Ultimate Spider-Man #18

   If in Star Wars, if instead of getting his ass handed to him just like what occurred in The Empire Strikes back he swiftly defeated Vader with no effort at all we would have a situation where all that tension, all the buildup for how evil the bad guy was would be all for naught. When you’re building up a villain you have to make them a villain worth defeating so it is wise to have a confrontation with that villain where you initially fail.   Peter fails miserably this issue. Since he survives the ordeal that is not necessarily a bad thing because in failure we can learn a lot. He’s learned some valuable lessons so far but the fact remains that in his particular profession there is still much for someone in his position to learn. Situations aren’t always so black and white as folks may make you believe.

   One big lesson Peter needs to learn and learn fast is to not dive into the deep end of the pool if he doesn’t know what is waiting for him. Even 18 issues in we find him making decisions that are just foolhardy and quite ignorant. If you have no clue the strength of the person you want to face off against, what sense does it make for you to just drop in and start making fun of the guy. Peter learned quickly that Doctor Octopus physically outmatched him in most every way, most importantly with the ability to break his webbing. It’s little things like this that show you just how out of his element Peter is in. Another person would have done what they could to prepare for any and all circumstances that come their way. He should have stress tested the webbing apart from seeing if it could hold his weight. This is a lesson learned on his part for the future and something that he will not soon forget.

   It is interesting seeing the progression of Spider-Man in the Ultimate universe compared to how he evolved in the original Marvel Universe. Up till this point in Earth-616, Peter Parker was pretty much the ass kicking person we all know today. There wasn’t too much of a learning curve for him. One day, he was Spider-Man. That didn’t mean he breezed through every encounter with bad guys like nothing happened. Some challenged him along the way and tested him to his very limits. But there wasn’t much of a learning curve he had to endure.

   The Ultimate Universe has been quite different. While the parent in me is cringing at some of the foolhardy things Peter is doing to honor his Uncle, I appreciate that Peter is learning from his mistakes, even if those mistakes bring him one step closer to death. So far he has not made the same mistake twice.

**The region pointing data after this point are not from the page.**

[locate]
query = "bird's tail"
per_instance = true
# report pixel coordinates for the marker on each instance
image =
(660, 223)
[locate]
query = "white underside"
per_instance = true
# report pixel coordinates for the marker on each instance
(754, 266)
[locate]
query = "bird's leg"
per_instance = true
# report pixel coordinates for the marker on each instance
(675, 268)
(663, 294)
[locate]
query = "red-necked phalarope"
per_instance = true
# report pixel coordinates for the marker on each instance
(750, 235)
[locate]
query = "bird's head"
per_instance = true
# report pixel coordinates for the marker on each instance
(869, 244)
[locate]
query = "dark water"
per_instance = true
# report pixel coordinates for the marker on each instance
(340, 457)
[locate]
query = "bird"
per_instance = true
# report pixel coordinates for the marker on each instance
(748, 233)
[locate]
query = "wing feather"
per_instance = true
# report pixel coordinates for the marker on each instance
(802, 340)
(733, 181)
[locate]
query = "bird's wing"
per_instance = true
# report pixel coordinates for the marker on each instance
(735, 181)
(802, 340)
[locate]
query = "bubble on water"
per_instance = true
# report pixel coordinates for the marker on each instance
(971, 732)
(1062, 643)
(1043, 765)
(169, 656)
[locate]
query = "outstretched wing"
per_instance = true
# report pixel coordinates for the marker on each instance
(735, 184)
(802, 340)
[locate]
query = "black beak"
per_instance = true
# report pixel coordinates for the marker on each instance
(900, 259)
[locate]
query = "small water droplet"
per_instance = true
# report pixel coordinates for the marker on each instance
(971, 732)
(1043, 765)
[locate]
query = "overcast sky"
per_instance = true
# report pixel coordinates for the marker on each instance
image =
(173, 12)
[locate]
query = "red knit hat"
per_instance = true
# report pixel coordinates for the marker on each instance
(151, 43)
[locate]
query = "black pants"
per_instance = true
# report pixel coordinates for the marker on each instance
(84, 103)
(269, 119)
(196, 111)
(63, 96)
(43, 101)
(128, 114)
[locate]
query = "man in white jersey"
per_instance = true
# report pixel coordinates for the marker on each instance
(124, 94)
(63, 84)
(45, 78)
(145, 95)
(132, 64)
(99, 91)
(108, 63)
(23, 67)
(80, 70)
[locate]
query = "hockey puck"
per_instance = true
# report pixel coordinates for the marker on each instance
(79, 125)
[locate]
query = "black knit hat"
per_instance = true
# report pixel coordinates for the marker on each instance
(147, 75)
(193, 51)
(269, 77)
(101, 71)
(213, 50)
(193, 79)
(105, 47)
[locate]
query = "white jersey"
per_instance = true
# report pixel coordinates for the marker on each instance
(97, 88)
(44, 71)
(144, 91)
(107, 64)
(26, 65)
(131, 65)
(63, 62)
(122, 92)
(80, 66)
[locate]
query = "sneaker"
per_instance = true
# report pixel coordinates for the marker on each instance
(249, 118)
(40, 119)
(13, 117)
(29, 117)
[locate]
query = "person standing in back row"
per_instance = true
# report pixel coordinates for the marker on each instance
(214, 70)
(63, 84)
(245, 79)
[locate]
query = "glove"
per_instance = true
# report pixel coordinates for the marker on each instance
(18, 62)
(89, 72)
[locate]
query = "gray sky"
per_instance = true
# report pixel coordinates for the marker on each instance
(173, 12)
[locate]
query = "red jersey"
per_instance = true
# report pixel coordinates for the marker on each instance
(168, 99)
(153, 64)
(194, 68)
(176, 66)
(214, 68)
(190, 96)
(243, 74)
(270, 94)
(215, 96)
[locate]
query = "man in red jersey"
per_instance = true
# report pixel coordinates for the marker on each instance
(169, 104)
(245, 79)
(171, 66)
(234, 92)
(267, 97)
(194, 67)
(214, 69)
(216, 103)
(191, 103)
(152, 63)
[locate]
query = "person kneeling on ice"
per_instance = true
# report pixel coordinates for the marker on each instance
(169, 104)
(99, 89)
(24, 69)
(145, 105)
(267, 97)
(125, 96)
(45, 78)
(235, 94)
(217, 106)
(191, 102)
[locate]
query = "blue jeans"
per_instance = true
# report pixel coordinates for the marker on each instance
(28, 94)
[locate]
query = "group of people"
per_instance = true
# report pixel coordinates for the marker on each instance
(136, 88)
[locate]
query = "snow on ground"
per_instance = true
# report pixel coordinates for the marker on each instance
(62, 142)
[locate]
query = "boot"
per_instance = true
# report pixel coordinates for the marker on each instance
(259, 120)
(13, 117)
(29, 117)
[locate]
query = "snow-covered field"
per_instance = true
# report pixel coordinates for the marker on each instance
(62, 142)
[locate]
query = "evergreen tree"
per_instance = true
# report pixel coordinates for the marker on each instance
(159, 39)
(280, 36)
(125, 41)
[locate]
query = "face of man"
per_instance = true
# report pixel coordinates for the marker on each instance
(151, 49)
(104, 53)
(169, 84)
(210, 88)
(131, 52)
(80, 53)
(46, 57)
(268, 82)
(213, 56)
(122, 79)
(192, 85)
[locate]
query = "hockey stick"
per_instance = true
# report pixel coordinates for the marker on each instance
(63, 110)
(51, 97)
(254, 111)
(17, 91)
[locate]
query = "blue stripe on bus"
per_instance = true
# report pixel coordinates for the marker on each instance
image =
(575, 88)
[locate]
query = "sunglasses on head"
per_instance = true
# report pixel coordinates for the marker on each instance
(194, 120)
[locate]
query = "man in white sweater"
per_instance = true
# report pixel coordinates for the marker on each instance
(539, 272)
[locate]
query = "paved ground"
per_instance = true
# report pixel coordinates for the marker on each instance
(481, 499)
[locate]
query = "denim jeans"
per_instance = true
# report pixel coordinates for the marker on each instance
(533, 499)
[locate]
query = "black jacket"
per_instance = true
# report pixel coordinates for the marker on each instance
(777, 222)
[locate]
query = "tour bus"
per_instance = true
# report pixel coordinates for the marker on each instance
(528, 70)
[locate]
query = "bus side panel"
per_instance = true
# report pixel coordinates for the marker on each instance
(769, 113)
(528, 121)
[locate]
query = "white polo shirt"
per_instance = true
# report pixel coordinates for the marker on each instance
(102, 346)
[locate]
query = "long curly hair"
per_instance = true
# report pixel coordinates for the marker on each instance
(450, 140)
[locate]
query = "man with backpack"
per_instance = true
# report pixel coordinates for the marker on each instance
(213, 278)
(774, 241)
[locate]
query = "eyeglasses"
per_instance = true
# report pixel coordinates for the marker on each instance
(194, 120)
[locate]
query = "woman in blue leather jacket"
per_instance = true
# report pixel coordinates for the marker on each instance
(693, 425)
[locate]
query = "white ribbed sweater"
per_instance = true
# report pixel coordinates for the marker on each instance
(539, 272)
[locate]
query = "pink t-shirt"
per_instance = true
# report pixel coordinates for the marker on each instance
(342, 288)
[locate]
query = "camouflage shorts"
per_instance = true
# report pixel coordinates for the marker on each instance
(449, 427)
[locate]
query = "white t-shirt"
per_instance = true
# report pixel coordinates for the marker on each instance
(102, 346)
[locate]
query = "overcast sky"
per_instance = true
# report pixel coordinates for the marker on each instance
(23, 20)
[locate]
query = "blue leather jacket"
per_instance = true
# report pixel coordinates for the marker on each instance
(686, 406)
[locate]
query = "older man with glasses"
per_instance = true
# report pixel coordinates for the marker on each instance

   We also spend some time this issue exploring what could potentially happen to Peter if others found about him being Spider-Man. Another good element of the Ultimate Universe so far has been the fact that we’ve been exploring the results of actions the heroes and villains meet during their rumblings with each other. As a reader, logic does creep in your head when you’re reading stories like this. You do ask yourself how are people not noticing that a fifteen year old boy appears to be getting beat on a regular basis? He’s a nerd in school so shouldn’t Aunt May be a little more concerned that he has more bumps and bruises than a kid that age should? Wouldn’t teachers or school officials start getting suspicious and consider calling the authorities? You would think that a kid who lives with his Aunt and Uncle and having the Uncle brutally murdered like Uncle Ben was in front of Aunt May would be someone who would be a prime candidate for an elder to lose it and start whaling on Peter for no good reason. Having Peter fight the people he does without bumps or bruises that he has to explain is unrealistic. I am glad Brian Bendis is addressing this by having the closing panel of the issue have Aunt May coming down into the basement where Peter had just been with Mary Jane, who was bandaging him up after his fight with Doc Ock. That panel introduces a level of reality that was missing from the original stories up to this point, 18 issues in. Yes, there is some level of disbelief in these stories and you do have to check your brain at the door because this is not a documentary. But once elements that occur during a normal life happen in ways that we know cannot possibly happen, the reader is left on the outside looking in to a bad story.

Bottom Line:

   We are one more issue into this story detailing Peter’s first real encounter with Doctor Octopus. So far things are coming along quite nice. Are there things to nit pick about? Of course. I do think there are some elements of the story so far that are not up to where they need to be especially when it is coming to the motivation for Doctor Octopus. Why is he doing what he is doing? What made him single out the energy station? What is his end game? What is he working toward? Answering that he is just nuts is the wrong answer. Regardless of his mental state, in a story like this there has to be some motivation for people doing what they are doing. If your villain is doing things just cause, there is not coherence to the story. While it could be argued that I should have a little patience and wait for everything to play out, I argue that there could be a lot more explanation for what Doctor Octopus is doing. We are lacking that and that is making me as the reader a little confused as to why he is doing what he’s doing.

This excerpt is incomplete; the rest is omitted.